Students and Abraham Lincoln presenter Randy Duncan at an event held
Oct. 16 at UIS.(Photo courtesy of the Center for Lincoln Studies at UIS)

And that was just one day of events.

“I’m always encouraging people to check out our social media and blogs to see what’s going on,” Moseley said. “There is always a lot of work being done behind the scenes.”

Both Moseley and Peck are working on separate books and there are more programs to come, including the Oct. 20 virtual book discussion where Jonathan White will discuss his book, “To Address You As My Friend: African Americans' Letters to Abraham Lincoln.”
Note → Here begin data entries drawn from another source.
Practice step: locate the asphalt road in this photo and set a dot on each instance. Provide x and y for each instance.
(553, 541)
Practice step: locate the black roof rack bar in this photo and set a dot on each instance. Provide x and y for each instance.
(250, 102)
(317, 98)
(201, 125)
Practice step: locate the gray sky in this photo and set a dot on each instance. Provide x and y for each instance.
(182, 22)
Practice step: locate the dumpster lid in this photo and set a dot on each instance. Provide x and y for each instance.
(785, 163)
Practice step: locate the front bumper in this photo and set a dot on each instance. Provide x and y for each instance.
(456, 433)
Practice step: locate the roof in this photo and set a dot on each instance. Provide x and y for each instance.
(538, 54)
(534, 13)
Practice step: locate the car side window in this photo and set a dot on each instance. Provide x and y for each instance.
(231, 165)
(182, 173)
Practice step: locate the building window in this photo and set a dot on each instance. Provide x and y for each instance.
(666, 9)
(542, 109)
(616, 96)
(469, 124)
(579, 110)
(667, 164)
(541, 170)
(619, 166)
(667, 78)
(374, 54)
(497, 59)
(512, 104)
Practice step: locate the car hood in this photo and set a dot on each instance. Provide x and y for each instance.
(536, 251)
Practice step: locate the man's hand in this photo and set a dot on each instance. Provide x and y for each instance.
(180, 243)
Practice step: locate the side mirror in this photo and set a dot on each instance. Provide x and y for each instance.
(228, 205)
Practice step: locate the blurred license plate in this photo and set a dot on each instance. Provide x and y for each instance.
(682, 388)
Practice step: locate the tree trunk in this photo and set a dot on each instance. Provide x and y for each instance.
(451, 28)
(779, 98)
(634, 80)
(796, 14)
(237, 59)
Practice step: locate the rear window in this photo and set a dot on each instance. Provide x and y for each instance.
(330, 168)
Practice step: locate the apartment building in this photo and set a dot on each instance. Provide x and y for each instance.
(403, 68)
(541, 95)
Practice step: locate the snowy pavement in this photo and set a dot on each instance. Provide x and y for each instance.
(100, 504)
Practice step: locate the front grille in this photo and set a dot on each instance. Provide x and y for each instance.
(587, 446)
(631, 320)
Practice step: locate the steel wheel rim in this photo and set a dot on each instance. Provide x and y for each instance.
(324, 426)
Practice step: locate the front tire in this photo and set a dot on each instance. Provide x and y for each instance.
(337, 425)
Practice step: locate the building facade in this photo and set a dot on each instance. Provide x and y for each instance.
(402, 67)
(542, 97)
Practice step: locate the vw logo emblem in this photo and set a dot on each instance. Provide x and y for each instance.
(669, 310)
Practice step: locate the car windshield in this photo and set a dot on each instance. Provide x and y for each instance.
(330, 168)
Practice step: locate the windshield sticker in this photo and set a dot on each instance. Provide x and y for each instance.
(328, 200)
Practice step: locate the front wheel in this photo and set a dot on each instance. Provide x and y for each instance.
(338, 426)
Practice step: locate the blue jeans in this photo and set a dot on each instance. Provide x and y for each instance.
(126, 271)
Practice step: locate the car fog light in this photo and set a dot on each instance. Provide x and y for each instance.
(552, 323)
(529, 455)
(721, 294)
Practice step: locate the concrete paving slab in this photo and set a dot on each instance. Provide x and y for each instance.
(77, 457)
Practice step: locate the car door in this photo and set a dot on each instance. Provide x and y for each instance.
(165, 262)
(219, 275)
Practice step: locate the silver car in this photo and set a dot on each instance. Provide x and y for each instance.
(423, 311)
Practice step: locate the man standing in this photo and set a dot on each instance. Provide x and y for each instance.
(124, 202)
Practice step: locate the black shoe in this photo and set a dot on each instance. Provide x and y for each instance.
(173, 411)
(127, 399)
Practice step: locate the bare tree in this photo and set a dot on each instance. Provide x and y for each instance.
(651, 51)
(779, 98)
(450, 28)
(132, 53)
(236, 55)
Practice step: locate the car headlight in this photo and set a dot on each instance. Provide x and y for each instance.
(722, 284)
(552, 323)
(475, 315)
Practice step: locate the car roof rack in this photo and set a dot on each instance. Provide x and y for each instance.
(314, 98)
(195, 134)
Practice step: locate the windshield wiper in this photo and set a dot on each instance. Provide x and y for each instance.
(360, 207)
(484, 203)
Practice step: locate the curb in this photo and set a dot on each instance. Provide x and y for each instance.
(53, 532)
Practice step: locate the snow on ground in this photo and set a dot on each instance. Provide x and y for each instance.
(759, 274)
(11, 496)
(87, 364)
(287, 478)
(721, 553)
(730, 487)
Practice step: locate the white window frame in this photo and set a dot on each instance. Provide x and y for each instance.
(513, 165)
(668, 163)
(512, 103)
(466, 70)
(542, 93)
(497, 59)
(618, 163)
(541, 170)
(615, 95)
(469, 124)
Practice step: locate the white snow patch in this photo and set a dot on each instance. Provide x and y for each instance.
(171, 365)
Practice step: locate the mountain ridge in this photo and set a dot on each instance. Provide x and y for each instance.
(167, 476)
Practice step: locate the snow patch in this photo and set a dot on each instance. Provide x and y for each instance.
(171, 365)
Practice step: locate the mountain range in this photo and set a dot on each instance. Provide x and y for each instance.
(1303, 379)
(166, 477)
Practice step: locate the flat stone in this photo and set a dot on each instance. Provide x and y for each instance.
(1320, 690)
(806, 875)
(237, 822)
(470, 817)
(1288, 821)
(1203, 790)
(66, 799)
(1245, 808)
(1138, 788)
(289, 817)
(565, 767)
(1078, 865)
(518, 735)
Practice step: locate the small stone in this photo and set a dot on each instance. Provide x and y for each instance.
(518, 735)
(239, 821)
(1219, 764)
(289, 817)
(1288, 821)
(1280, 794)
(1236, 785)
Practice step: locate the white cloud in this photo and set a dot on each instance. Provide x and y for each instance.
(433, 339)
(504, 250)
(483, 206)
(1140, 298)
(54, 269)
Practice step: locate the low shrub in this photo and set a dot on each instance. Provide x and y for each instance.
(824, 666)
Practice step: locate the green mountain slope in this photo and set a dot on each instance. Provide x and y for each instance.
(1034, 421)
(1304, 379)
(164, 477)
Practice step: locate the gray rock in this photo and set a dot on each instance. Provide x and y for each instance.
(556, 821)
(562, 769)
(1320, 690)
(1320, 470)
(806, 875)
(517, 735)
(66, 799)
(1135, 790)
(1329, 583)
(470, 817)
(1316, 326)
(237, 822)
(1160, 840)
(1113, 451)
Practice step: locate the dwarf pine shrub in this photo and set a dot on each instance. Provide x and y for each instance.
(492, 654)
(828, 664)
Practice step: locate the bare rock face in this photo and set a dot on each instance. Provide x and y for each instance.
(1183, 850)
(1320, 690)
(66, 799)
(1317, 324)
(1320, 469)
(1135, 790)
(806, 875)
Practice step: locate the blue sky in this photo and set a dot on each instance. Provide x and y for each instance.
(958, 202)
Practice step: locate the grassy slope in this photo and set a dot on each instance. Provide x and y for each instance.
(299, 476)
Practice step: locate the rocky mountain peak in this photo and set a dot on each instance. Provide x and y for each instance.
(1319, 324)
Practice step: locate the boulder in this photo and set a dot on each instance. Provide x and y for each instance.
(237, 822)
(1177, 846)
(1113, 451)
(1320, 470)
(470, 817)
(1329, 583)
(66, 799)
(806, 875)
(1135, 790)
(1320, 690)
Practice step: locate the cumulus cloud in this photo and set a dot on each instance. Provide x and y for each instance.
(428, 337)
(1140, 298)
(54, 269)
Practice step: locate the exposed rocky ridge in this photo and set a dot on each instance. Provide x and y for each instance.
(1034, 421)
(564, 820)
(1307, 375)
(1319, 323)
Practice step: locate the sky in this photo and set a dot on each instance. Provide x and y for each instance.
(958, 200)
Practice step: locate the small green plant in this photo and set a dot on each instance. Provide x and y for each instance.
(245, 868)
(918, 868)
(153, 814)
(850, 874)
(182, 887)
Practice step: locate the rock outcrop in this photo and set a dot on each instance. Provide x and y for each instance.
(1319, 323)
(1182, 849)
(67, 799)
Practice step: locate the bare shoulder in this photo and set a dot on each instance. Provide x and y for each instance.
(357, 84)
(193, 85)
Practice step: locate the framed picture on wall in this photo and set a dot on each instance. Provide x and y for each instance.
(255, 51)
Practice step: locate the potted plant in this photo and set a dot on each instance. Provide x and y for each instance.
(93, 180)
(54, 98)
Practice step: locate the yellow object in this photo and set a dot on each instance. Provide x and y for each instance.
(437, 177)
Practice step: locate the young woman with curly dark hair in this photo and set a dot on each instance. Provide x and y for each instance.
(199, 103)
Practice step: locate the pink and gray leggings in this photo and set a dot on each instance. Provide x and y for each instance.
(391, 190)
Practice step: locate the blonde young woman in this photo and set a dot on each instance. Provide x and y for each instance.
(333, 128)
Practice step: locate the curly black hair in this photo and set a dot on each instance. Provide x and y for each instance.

The “Making Our History: Artists Render Lincoln’s Legacy” is going well too. Artists were selected from Illinois to take part in the residency during the 2021-2022 academic year, which has an overall goal to create art that stimulates conversation about the American past. That work will then be exhibited from August to September 2022 in the Visual Arts Gallery at UIS, the Abraham Lincoln Presidential Library in Springfield, and the Springfield Art Association.

“They are hard at work coming up with their artists pieces,” Moseley said. “We are looking forward to the new creations they will present to us.”